2002年平和への誓い

東海ムツ子さん(68) 当時11歳、西浦上国民学校5年。爆心地から約3キロの川平町の自宅近くで被爆

平和への誓い

2002年平和への誓い

2002年平和への誓い

東海ムツ子さん(68) 当時11歳、西浦上国民学校5年。爆心地から約3キロの川平町の自宅近くで被爆

『恒久平和実現を訴え』

 一九四五(昭和二十)年八月九日、当時私は十一歳で川平町に住み、西浦上国民学校の五年生でありました。同校は川平、滑石、西浦上の三校舎で分散授業をしており、当日は午後からの授業となり、樹齢三百年余りの「千茶(ちちゃ)の木」という大きな木の下で国取り遊びをしておりましたところ、突然ピカーッとせん光が走りました。のちに原子爆弾のことを「ピカ・ドン」という呼称で呼ばれるようになりましたが、私の記憶にはドーンという音はなくピカーッという光だけが残っております。
 急いで家の裏に掘られた横穴式の防空ごうの中に逃げ込み、どのくらいの時間が過ぎたのかわかりませんが、外に出てみると辺り一面建物は倒れ、物は吹き飛び、空は暗く、黒い油雨が降り、あちらこちらには火の手があがっておりました。私の母校西浦上国民学校の校舎は爆風で押しつぶされ、四名の教師と、百三十六名の生徒たちが犠牲となりました。
当時西浦上国民学校の教師だった岩本喜十先生の遺作の中に
屍の重なる中を灼け爛れまだ命ある友を運びぬ
校庭に爆死の友を吾は焼き髪逆立てて友は焼かれき
このような詩があり、今も私の脳裏に焼き付いて忘れることができません。
 私の母のたった一人の弟は、長崎の寺町から道の尾の叔母の家へ、疎開荷物をリヤカーに積み移動中の出来事でした。

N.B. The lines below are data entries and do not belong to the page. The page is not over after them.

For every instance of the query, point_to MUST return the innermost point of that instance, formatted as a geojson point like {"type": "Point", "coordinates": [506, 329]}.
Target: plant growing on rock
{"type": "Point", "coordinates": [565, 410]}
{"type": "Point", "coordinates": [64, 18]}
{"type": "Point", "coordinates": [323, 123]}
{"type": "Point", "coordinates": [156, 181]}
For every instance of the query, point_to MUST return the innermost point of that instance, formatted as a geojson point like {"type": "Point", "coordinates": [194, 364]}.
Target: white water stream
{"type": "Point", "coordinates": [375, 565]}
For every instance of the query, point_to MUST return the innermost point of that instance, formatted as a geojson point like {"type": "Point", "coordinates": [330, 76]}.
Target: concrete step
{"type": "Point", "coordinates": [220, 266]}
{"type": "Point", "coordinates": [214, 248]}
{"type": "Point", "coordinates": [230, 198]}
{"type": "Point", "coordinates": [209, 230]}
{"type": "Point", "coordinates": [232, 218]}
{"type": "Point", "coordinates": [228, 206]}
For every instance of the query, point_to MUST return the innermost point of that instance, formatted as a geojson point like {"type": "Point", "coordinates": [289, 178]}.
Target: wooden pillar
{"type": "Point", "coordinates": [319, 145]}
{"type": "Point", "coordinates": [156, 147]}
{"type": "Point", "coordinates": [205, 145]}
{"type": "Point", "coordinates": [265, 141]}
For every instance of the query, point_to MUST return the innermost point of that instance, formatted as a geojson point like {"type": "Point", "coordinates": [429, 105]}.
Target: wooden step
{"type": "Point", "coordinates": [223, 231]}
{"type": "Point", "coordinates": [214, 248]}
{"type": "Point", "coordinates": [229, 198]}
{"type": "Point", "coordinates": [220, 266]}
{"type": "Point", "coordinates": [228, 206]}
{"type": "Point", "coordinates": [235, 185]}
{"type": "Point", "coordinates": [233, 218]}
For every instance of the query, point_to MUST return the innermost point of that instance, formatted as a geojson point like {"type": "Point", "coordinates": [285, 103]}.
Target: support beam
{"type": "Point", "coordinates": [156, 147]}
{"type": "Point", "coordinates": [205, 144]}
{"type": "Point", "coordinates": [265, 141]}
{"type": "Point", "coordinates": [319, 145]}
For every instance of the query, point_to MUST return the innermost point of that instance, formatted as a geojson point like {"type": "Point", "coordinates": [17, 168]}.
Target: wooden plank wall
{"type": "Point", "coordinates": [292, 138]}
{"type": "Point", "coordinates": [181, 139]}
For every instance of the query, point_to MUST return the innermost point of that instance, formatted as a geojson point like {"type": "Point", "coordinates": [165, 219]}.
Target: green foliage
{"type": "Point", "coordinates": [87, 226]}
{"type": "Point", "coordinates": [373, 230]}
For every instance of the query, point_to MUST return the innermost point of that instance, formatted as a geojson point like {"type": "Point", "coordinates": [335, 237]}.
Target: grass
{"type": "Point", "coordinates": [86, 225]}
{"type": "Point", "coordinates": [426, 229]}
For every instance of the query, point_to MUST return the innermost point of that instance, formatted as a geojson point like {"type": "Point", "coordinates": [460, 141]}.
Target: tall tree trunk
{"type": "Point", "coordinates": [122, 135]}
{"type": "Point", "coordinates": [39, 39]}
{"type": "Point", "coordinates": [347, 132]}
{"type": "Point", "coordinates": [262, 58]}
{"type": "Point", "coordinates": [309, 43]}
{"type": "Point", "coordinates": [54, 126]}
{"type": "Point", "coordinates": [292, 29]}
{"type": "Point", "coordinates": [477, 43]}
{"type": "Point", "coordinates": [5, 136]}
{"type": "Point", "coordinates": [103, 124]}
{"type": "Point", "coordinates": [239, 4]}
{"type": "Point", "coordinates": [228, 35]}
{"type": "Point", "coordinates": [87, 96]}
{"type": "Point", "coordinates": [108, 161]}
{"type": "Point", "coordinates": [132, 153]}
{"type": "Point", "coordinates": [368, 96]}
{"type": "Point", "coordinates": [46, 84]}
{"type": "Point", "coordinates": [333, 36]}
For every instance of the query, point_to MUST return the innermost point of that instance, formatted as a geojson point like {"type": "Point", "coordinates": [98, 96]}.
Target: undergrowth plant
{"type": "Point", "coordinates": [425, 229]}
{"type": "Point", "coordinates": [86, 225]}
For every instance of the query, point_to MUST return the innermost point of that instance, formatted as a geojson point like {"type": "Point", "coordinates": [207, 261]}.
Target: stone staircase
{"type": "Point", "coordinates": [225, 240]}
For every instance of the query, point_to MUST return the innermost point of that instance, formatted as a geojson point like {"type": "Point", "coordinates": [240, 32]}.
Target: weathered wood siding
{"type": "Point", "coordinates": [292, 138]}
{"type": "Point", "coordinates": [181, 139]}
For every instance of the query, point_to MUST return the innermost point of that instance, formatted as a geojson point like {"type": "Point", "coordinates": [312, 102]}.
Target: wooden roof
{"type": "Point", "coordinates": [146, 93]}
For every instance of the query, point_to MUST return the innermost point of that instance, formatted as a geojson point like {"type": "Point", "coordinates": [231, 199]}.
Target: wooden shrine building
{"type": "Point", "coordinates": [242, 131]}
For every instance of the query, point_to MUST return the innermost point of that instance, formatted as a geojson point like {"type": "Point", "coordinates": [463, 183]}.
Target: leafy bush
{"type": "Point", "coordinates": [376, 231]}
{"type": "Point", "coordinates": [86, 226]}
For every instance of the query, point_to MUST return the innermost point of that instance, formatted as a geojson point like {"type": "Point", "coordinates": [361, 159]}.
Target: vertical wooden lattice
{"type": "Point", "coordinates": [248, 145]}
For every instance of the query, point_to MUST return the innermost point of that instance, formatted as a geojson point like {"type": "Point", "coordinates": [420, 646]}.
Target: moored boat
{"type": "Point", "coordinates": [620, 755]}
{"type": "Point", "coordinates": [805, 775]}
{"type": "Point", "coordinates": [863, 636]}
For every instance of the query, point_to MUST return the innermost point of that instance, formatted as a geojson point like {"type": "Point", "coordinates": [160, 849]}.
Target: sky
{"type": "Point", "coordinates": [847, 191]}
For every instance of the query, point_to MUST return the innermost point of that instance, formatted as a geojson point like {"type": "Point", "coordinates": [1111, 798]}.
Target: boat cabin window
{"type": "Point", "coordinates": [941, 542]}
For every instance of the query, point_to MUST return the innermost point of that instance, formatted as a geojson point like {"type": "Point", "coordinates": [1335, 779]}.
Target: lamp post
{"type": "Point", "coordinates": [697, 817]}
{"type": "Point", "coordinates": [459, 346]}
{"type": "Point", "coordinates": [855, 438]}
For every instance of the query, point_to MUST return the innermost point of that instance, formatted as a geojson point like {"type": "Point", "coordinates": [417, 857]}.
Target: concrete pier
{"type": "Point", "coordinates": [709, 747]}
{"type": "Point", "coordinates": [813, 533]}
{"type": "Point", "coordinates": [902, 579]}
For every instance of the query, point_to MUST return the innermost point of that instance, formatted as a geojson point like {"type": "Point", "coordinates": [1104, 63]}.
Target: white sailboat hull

時間的に見て大橋付近で被災しただろうと推測されたので、親せき一同が茂里町から大橋一帯にかけ、焼け焦げた遺体と異臭の漂う中、浦上川沿いを中心にうつぶせになった屍(しかばね)を表返し、両手を合わせ祈りながら一生懸命に捜しましたが、何一つ手がかりとなるものは見つかりませんでした。
 戦争とはいえ、アメリカによる、たった一発の原子爆弾のために幾多の尊い命が奪い去られ、万物すべてが灰と化し、五十七年目を迎えた今も原爆症で、心身共に苦しめられている人がたくさんいることは現実の姿なのです。
 今なお、世界には、核の時代へと移行し、核保有、核実験、テロによる惨事、戦争による犠牲者と不幸は絶えません。この不幸の芽を摘みとるためにも、私たち被爆者は、わが国における非核三原則の法制化を早急に進めながら、世界の「核兵器廃絶」を提唱し、私たちが体験したような悲劇が二度と起こらないよう、平和な明るい世界が一日も早く訪れることを日夜念じ、また祈り「核のない世界平和実現」のために努力していくことをここに誓います。